- Date: 15–21 September
- Edition: 1st
- Category: Tier II
- Draw: 28S / 16D
- Prize money: $450,000
- Surface: Hard / outdoor
- Location: Tokyo, Japan
- Venue: Ariake Coliseum

Champions

Singles
- Monica Seles

Doubles
- Monica Seles / Ai Sugiyama
| Toyota Princess Cup |

= 1997 Toyota Princess Cup =

The 1997 Toyota Princess Cup was a women's tennis tournament played on outdoor hard courts at the Ariake Coliseum in Tokyo, Japan that was part of the Tier II category of the 1997 WTA Tour.
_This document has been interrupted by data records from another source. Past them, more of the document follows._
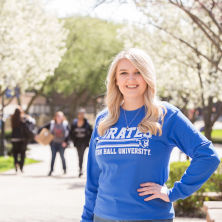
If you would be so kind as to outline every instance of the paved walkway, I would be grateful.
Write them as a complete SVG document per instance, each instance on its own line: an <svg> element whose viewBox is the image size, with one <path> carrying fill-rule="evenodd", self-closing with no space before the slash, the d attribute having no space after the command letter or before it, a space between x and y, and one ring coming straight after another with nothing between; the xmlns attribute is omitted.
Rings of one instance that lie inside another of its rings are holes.
<svg viewBox="0 0 222 222"><path fill-rule="evenodd" d="M79 221L85 175L78 178L76 150L68 148L65 152L67 175L62 175L57 154L55 173L48 177L49 147L31 145L30 148L27 156L42 160L41 163L25 166L23 175L15 175L14 170L0 174L0 222Z"/></svg>
<svg viewBox="0 0 222 222"><path fill-rule="evenodd" d="M84 156L84 175L78 178L78 159L74 148L65 152L67 175L62 175L60 158L56 158L55 172L47 177L50 162L48 146L29 145L27 156L42 160L41 163L24 167L23 175L14 170L0 174L0 222L75 222L80 221L84 205L84 185L86 180L86 161ZM222 148L217 149L222 157ZM171 161L178 160L179 151L175 149ZM181 155L185 159L185 155ZM201 219L176 218L175 222L200 222Z"/></svg>

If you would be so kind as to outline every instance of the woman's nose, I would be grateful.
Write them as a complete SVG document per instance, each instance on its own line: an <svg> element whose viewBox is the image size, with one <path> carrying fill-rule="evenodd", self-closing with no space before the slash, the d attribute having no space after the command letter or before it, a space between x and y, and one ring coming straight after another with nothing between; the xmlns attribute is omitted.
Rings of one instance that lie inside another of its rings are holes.
<svg viewBox="0 0 222 222"><path fill-rule="evenodd" d="M129 75L128 75L128 79L130 80L130 79L135 79L135 75L134 75L134 73L130 73Z"/></svg>

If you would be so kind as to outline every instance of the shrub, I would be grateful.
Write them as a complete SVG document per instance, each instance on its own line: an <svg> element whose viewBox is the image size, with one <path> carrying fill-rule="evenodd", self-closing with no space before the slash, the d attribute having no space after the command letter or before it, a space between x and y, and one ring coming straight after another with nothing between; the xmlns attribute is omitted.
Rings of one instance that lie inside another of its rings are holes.
<svg viewBox="0 0 222 222"><path fill-rule="evenodd" d="M12 131L11 130L7 130L5 131L5 139L9 140L12 137Z"/></svg>
<svg viewBox="0 0 222 222"><path fill-rule="evenodd" d="M168 187L173 187L175 181L179 181L190 161L172 162L170 164ZM219 165L216 172L203 184L203 186L191 196L184 200L177 200L174 203L177 216L205 216L201 211L203 202L206 200L222 200L222 164ZM209 195L209 192L216 192L217 195Z"/></svg>

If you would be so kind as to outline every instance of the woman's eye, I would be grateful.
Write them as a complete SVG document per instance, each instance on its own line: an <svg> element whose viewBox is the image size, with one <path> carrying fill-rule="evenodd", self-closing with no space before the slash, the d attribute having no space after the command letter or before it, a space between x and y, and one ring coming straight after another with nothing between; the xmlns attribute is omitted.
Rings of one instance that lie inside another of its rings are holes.
<svg viewBox="0 0 222 222"><path fill-rule="evenodd" d="M139 75L140 75L140 72L138 71L138 72L136 72L136 74L139 74Z"/></svg>
<svg viewBox="0 0 222 222"><path fill-rule="evenodd" d="M126 75L127 74L127 72L121 72L120 73L120 75Z"/></svg>

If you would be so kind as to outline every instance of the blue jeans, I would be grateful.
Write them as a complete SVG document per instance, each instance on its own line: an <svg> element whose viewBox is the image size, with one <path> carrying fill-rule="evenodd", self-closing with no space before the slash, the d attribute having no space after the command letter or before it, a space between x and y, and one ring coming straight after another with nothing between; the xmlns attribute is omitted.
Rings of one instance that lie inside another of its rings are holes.
<svg viewBox="0 0 222 222"><path fill-rule="evenodd" d="M52 151L52 160L51 160L51 169L50 169L50 171L53 172L57 152L59 152L59 154L60 154L60 157L61 157L61 160L62 160L63 170L66 170L66 161L65 161L65 157L64 157L65 149L62 147L62 144L52 142L51 143L51 151Z"/></svg>
<svg viewBox="0 0 222 222"><path fill-rule="evenodd" d="M110 220L101 218L94 214L93 222L173 222L173 219L160 219L160 220Z"/></svg>

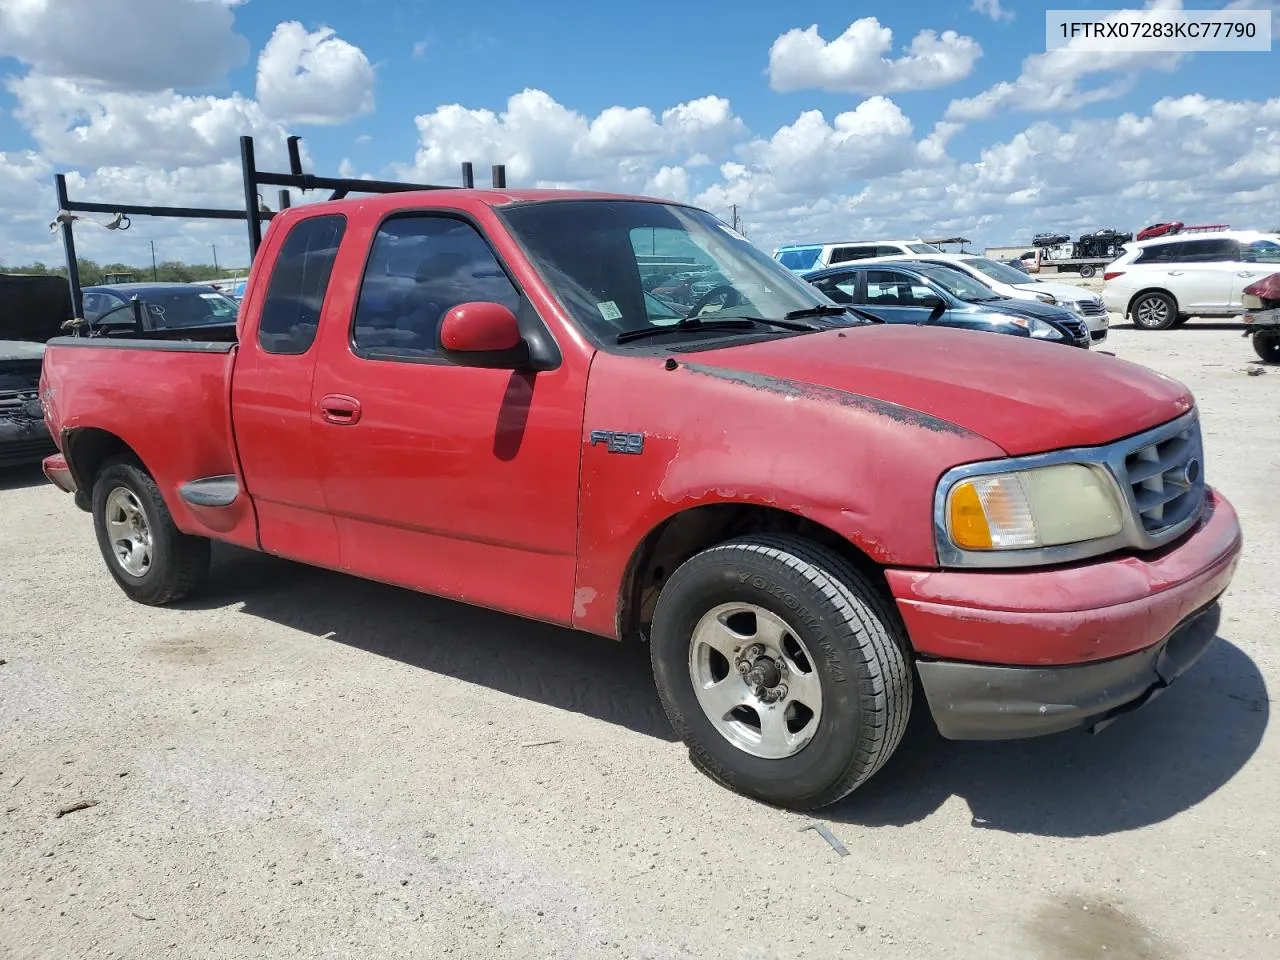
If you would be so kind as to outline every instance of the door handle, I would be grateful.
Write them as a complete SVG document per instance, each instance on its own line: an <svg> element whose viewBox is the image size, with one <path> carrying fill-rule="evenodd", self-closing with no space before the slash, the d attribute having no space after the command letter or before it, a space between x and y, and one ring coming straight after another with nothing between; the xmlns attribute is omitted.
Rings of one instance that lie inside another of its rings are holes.
<svg viewBox="0 0 1280 960"><path fill-rule="evenodd" d="M320 416L328 423L342 425L360 422L360 401L355 397L331 393L320 400Z"/></svg>
<svg viewBox="0 0 1280 960"><path fill-rule="evenodd" d="M1181 270L1170 270L1170 271L1169 271L1169 276L1171 276L1171 277L1180 277L1180 276L1182 276L1182 271L1181 271Z"/></svg>
<svg viewBox="0 0 1280 960"><path fill-rule="evenodd" d="M1241 273L1237 273L1237 274L1236 274L1236 276L1237 276L1237 277L1256 277L1256 276L1257 276L1257 274L1256 274L1256 273L1250 273L1249 271L1247 271L1247 270L1246 270L1246 271L1242 271Z"/></svg>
It was the inaugural edition of the tournament and was held from 15 September through 21 September 1997. First-seeded Monica Seles won the singles title.

==Finals==
===Singles===

USA Monica Seles defeated ESP Arantxa Sánchez Vicario 6–1, 3–6, 7–6^{(7–5)}
- It was Seles' 3rd singles title of the year and the 41st of her career.

===Doubles===

USA Monica Seles / JPN Ai Sugiyama defeated FRA Julie Halard-Decugis / USA Chanda Rubin 6–1, 6–0
- It was Seles' only doubles title of the year and the 5th of her career. It was Sugiyama's only doubles title of the year and the 4th of her career.